Vous avez entendu les Mahatma dire : "aime-toi toi-même". Ils ne vous disent pas de rester devant un miroir toute la journée et de vous adorer ou de vous comparer à un autre : "oh, en fait, je peux vraiment m'aimer parce que je ne peux pas aimer celui-ci, ou celle-là ! Je peux vraiment voir que je suis plus digne d'être aimé qu'eux !" Ce n'est pas cela qu'ils vous montrent. Ils vous invitent à voir l'amour pour ce qu'il est. Il n'est pas un sentiment de souffrance. C'est l'ignorance de l'amour qui est un sentiment de souffrance. Essayer de le saisir et de le garder pour soi, c'est un signe de souffrance et de manque de compréhension. Ignorer ce qu'il est vraiment, c'est encore essayer de le fourrer dans cette petite boîte.
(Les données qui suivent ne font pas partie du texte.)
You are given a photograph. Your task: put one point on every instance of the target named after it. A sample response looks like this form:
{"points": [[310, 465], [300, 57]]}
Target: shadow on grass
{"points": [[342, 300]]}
Essayer encore de le faire rentrer dans ce petit paramètre, afin que vous puissiez l'emporter partout avec vous et que vous puissiez le faire briller en le portant en bandoulière : "j'ai ceci, j'ai cela." "Je l'ai, et je suis tellement heureux !" "Oh, il s'est rompu !" "Maintenant il est parti et je suis tellement malheureux !" Ce n'est pas cela, l'amour.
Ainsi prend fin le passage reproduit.